Did she know that they were scheduled to see you? If so, then they violated the previously held agreement that they would not see you until after you delivered.

The fact of the matter is that the child has something that could be harmful to your unborn child (not a doctor, just assuming that since your doctor said to avoid then there must be a reason). Harm to an unborn child lasts forever. Feelings are temporary.

Sorry that things are getting a bit heated around here. If my child had something like that I wouldn't be offended if you wanted to protect yourself. It's a medical condition, not a character flaw.

Hope that things work out somehow. :hug:

Nope, sorry, when she recognized the child in question, she should have politely excused herself from the room and went the to physician and explained the situation.

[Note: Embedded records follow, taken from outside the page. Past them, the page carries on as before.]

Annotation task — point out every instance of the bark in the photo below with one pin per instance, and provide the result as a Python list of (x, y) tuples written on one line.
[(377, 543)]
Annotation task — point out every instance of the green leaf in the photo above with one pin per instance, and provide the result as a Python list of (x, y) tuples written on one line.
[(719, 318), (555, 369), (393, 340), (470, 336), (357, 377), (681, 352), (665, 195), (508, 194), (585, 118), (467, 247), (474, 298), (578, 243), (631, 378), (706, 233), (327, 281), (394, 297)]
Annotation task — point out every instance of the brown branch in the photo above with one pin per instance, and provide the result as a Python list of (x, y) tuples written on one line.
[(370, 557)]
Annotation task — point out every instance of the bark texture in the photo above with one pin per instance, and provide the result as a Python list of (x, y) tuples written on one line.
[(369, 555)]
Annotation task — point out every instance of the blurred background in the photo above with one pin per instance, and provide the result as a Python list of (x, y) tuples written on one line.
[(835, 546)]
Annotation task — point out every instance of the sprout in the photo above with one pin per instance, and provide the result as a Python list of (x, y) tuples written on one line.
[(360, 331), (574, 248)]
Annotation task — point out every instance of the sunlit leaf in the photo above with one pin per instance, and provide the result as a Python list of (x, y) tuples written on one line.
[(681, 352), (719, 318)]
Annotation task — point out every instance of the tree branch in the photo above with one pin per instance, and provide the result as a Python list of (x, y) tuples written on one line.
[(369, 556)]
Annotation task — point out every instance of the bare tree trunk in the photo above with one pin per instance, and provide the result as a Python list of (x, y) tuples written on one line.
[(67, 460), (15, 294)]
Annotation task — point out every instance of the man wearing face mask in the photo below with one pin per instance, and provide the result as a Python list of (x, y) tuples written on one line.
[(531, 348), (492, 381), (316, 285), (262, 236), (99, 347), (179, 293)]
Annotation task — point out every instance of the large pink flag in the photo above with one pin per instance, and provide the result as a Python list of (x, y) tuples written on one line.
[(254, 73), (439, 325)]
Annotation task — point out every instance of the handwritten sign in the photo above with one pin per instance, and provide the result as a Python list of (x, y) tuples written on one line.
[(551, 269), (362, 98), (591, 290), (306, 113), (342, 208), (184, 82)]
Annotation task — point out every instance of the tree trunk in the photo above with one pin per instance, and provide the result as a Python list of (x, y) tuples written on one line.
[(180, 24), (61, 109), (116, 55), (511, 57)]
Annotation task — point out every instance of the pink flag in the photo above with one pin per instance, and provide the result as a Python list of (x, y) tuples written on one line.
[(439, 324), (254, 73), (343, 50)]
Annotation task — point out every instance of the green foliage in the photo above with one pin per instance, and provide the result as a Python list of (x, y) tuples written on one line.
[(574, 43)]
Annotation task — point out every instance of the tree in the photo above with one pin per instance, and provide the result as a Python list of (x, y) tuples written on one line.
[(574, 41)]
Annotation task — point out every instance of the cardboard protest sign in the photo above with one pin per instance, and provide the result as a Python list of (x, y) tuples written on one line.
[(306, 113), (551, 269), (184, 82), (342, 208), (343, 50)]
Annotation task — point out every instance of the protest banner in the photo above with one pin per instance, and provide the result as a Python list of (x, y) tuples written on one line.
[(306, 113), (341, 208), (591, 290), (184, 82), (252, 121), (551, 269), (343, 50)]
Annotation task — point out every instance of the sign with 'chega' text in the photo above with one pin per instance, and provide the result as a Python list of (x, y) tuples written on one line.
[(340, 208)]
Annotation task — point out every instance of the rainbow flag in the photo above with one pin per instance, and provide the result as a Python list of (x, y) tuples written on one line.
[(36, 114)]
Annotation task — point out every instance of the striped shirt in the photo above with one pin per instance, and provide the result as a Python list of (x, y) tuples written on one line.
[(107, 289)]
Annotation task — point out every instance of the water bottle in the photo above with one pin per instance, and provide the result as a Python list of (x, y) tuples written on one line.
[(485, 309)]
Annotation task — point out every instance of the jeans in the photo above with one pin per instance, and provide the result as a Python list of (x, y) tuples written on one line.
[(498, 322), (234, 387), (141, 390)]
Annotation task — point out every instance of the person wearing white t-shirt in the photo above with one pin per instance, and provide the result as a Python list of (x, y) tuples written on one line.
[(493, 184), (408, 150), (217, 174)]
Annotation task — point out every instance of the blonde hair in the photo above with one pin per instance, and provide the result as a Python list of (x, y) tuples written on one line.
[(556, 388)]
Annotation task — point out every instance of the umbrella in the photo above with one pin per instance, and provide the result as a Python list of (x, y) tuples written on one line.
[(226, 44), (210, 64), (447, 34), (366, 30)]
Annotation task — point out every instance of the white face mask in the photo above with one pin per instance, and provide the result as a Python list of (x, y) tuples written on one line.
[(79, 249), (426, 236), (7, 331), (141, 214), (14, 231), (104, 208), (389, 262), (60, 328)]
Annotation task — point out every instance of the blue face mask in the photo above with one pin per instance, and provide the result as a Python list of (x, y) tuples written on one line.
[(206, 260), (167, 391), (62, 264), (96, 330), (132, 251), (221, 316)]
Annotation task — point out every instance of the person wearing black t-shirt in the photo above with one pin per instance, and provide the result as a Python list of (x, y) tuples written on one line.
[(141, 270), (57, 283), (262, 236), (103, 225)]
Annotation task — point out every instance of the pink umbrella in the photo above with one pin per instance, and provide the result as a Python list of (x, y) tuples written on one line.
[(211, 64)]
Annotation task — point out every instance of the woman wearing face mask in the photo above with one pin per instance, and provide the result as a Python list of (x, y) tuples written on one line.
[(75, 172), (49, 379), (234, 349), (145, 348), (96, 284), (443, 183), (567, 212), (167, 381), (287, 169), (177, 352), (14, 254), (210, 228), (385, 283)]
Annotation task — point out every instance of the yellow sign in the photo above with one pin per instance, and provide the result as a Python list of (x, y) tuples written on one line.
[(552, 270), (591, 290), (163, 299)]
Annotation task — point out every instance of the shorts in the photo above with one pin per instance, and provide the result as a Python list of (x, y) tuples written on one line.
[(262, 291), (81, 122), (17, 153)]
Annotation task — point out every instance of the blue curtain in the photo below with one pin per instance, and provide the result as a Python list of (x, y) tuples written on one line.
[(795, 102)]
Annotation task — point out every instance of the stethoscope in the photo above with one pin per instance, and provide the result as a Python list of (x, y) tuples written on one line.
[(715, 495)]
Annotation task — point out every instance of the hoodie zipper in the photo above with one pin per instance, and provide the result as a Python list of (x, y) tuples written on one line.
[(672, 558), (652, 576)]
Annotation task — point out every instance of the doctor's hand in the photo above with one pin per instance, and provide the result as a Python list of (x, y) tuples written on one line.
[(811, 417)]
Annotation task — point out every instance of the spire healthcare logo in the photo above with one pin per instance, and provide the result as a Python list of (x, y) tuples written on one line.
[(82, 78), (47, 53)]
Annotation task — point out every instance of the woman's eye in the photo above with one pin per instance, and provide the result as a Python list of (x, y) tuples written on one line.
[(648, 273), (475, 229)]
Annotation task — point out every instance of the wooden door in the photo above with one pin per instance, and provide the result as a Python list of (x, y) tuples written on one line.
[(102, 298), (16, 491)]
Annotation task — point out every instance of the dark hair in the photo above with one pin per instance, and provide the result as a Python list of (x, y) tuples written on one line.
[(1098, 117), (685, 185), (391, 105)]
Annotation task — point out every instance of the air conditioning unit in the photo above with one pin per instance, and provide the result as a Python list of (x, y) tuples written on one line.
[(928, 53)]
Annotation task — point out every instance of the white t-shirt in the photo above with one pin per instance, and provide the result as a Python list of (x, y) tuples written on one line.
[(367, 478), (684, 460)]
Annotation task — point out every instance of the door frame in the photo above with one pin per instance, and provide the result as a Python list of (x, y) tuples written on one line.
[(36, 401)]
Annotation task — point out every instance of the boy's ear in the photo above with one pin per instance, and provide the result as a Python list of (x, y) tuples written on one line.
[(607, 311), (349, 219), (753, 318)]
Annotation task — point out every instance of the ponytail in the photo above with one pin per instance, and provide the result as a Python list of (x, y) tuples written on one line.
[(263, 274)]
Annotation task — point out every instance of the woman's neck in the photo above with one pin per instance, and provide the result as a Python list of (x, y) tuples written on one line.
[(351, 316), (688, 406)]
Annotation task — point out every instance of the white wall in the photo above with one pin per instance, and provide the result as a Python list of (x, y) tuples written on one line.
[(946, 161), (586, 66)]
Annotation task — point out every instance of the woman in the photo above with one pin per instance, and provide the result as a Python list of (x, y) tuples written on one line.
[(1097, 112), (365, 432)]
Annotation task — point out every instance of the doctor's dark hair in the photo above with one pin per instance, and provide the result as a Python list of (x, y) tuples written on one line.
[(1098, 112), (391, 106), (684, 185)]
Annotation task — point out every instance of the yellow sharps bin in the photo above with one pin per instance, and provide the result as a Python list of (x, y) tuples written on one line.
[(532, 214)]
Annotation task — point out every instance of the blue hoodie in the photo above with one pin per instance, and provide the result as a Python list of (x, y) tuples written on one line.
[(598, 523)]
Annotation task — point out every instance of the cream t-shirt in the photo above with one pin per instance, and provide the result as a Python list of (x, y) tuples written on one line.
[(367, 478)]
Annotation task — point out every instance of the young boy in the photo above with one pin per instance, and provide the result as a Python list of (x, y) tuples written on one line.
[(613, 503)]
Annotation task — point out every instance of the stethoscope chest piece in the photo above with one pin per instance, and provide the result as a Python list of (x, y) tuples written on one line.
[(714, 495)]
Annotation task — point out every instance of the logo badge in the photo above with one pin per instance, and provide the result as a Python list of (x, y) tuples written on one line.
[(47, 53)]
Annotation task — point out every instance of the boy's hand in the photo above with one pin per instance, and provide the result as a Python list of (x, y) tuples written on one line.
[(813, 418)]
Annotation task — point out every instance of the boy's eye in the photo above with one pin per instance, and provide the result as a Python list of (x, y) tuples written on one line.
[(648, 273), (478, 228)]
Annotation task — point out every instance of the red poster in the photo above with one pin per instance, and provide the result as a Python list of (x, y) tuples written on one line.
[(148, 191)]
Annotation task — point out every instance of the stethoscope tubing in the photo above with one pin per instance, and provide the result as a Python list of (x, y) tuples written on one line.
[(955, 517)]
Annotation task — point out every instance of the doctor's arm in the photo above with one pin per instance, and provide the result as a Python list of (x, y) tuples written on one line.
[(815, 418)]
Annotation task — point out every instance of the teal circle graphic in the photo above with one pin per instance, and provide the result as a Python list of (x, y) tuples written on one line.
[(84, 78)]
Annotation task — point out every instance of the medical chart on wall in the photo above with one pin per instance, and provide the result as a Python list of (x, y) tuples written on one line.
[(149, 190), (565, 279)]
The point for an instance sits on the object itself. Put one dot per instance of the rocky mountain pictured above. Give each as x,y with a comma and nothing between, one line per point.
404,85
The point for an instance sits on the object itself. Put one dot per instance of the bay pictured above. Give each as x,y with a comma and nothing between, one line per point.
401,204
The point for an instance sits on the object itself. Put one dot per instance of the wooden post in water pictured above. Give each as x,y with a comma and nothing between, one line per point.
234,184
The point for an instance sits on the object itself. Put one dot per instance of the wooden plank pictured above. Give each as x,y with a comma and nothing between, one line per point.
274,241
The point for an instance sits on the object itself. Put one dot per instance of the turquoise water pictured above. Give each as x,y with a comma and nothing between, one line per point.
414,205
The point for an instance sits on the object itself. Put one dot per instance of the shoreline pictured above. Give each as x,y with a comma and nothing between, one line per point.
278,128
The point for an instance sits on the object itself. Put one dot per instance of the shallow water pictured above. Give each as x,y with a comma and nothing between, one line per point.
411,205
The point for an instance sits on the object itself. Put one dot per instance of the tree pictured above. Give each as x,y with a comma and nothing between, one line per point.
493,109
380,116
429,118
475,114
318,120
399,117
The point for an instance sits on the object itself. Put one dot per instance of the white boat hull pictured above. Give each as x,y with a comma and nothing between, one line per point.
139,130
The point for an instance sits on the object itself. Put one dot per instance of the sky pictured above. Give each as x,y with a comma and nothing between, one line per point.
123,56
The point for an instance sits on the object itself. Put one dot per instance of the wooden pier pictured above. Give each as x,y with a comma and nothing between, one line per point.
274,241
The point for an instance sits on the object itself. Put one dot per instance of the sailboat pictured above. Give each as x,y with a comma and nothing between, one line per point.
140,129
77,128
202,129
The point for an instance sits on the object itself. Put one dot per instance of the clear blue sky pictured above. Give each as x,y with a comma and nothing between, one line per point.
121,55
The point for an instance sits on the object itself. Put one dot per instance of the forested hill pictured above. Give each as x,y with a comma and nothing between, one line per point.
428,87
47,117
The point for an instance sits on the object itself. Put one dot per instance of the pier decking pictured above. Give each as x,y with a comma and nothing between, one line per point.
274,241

No need to say anything to the grandmother about the Herpes.
 
So instead of handling it like a professional by going in the room and checking the EMR for the past medical history, and excusing yourself to go speak with the physician, you chose to offend the poor boy and his family?

I'm sure the grandmother won't forget to not request you next time she goes in, but not because of the herpes, but because of how incredibly rude you were to her.

Well said!


And also OP ~ have a sense of "entitlement", like we are just there to serve them ~ Seriously??? :confused3 This has somehow caused confusion for you?

Yes, you have chosen a profession where it is your job to serve people.